|Olympic medal record|
Carver was born at Marple, Cheshire, the son of William Oswald Carver and his wife, Katherine Armitage. His father was a cotton goods merchant who had been successful enough to buy Cranage Hall, near Holmes Chapel. Carver was educated at Charterhouse School and Trinity College, Cambridge. He rowed for Cambridge in the Boat Race in 1908. The Cambridge crew made up a boat in the eights which won the bronze medal for Great Britain rowing at the 1908 Summer Olympics.
Carver was a director of the family company which owned Hollins Mill at Marple and had offices and warehouses in central Manchester's "cotton district". Carver was very active in the Scout movement which he introduced to Marple.
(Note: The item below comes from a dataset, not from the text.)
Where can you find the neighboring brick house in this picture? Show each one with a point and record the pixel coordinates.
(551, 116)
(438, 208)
During World War I, Carver served with 1/2nd East Lancashire Field Company Royal Engineers. His initial application to serve overseas with the Company was rejected by an army medical board at Bury on 3 September 1914 because he was suffering from deafness. However his hearing was checked again a month later and by 31 December, he had been promoted to Captain responsible for one of the Company's four Sections. At the beginning of May 1915, the troops left Egypt to go into action at Gallipoli. On 4 June in the Third Battle of Krithia, the Engineers were to follow Territorial Battalions of the Manchester Regiment in an infantry attack on the Turkish positions. Their role was to dig communication trenches back to the original British line and build strongpoints to be used in case of counterattack. Carver was wounded in the back and evacuated down to 11th Casualty Clearing Station on the landing beach. He died three days later, aged 28.
Carver married Elizabeth Hobart, daughter of Robert Thompson Hobart of Tunbridge Wells in 1911. They had children John Hobart Carver, father of Martin Carver and Richard Oswald Hobart Carver. The family lived at The Hollies in Marple. In 1927 Carver's widow married Lieutenant-Colonel (later Field Marshal) Bernard Montgomery.